Democratic presidential candidate Hillary Clinton spent much of a campaign stop in Madison Monday blasting Republicans for refusing to hold hearings or a vote on President Obama’s Supreme Court nominee, Merrick Garland, arguing that the obstructionism is “revealing the worst of our politics.”
Speaking to an invitation-only crowd on the UW-Madison campus, the former Secretary of State called out GOP leaders on their argument that acting on a nominee before the next presidential election would deny voters their voice in the process. “As one of the more than 65 million Americans who voted to re-elect Barack Obama, I’d say my voice is being ignored right now because of their obstructionism,” she said, while calling on majority Republicans to schedule a hearing and vote after they return from recess.
Clinton also singled out U.S. Senator Ron Johnson (R-WI), who is running for re-election in November against Democrat Russ Feingold. She accused Johnson of “bragging” about blocking the nominee, and urged the crowd to call the Senator and tell him to “stop playing games with the Supreme Court.”
Johnson has previously said he supports waiting until after the election, but has said he would vote on confirmation of a nominee if it came up on the floor of the Senate.
Clinton called on voters to “keep the court in mind” this spring and in November, even if they don’t support her in the presidential race.
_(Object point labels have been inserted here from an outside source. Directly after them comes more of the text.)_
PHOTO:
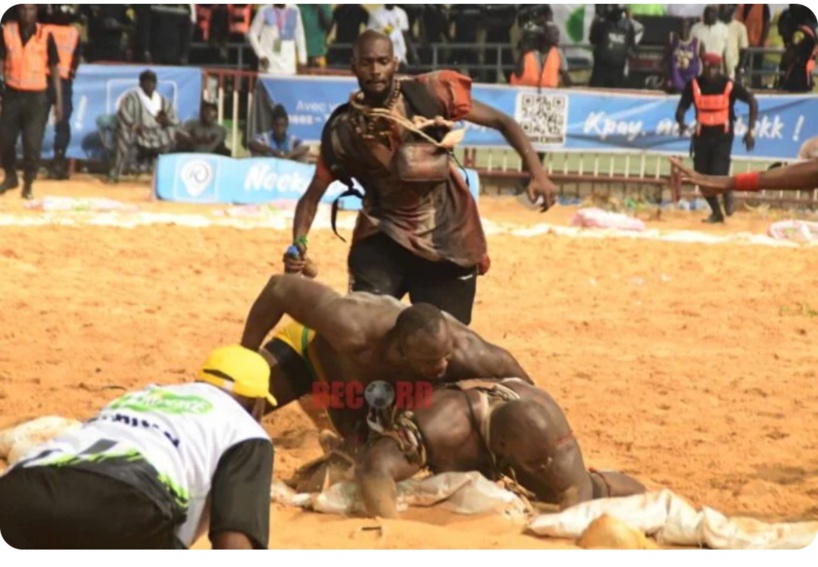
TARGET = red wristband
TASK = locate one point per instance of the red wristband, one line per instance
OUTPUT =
(748, 181)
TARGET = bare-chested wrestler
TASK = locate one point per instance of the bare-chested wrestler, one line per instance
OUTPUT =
(362, 338)
(499, 428)
(802, 175)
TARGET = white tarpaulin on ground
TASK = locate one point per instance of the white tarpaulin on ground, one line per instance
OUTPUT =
(461, 493)
(672, 521)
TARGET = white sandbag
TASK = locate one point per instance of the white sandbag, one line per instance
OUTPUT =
(19, 440)
(461, 493)
(794, 230)
(672, 521)
(598, 218)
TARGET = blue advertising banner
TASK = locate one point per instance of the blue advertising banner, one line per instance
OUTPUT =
(206, 178)
(576, 120)
(97, 92)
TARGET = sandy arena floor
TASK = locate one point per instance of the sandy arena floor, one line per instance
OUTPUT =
(690, 366)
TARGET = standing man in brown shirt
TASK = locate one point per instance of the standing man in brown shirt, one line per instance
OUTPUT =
(419, 231)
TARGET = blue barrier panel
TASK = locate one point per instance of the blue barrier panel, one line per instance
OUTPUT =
(97, 91)
(575, 120)
(205, 178)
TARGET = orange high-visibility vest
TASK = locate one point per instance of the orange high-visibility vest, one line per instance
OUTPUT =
(66, 38)
(536, 74)
(239, 17)
(753, 21)
(204, 13)
(712, 110)
(25, 67)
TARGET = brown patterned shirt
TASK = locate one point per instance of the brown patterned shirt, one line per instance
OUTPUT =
(435, 221)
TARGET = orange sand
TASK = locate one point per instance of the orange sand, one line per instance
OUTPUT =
(689, 366)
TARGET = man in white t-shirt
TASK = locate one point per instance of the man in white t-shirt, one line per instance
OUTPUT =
(155, 469)
(394, 22)
(711, 33)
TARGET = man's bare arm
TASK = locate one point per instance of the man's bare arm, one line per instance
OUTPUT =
(312, 304)
(481, 359)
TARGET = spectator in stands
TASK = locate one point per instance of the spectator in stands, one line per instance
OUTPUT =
(146, 125)
(735, 55)
(542, 63)
(278, 142)
(798, 61)
(30, 60)
(106, 24)
(466, 19)
(434, 28)
(714, 96)
(277, 37)
(203, 135)
(682, 59)
(393, 21)
(756, 18)
(164, 32)
(317, 20)
(711, 33)
(60, 20)
(614, 39)
(348, 19)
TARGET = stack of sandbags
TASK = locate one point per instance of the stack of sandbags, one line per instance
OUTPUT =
(19, 440)
(672, 521)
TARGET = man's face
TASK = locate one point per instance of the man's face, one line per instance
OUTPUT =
(280, 128)
(209, 115)
(428, 356)
(375, 65)
(27, 14)
(148, 86)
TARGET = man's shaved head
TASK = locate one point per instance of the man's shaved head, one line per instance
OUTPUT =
(374, 64)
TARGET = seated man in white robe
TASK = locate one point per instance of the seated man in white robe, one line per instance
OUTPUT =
(146, 125)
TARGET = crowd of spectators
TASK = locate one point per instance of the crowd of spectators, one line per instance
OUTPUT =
(288, 39)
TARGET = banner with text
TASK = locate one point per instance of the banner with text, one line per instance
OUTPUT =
(575, 120)
(97, 92)
(206, 178)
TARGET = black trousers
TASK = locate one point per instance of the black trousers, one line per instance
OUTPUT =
(23, 112)
(379, 265)
(64, 508)
(711, 155)
(62, 130)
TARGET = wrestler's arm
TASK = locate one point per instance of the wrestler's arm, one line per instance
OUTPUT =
(312, 304)
(798, 176)
(477, 358)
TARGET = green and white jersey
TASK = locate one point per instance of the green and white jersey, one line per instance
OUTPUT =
(164, 440)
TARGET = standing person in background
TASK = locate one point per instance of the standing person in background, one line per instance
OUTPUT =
(106, 26)
(163, 33)
(714, 96)
(711, 33)
(682, 60)
(393, 21)
(542, 64)
(614, 39)
(67, 37)
(756, 18)
(277, 37)
(317, 20)
(735, 55)
(349, 19)
(29, 53)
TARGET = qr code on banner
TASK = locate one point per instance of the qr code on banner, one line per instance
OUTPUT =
(543, 117)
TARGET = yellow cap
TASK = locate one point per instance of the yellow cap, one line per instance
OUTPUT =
(240, 371)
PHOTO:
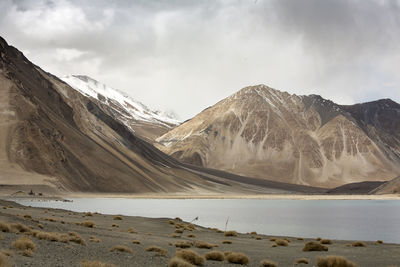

She pointed to a long list of cases over the years that have shaped the nation, on issues ranging from civil rights to abortion to campaign finance, as examples of why Democrats need to be wary of who is in the White House. Clinton noted that the next president could likely appoint at least two new justices, and pointed out that conservatives have known for years how high the stakes are when it comes to the judiciary. “They are fighting hard to make sure the Supreme Court includes as many right wing justices as possible,” she said.
Clinton’s stop in Madison marked her first appearance in Wisconsin of the campaign. She also stopped in Milwaukee on Monday, and has visits scheduled in La Crosse and Green Bay on Tuesday. Her Democratic opponent, Bernie Sanders, is also making numerous stops throughout the state this week, in the run up to Wisconsin’s April 5 presidential preference primary.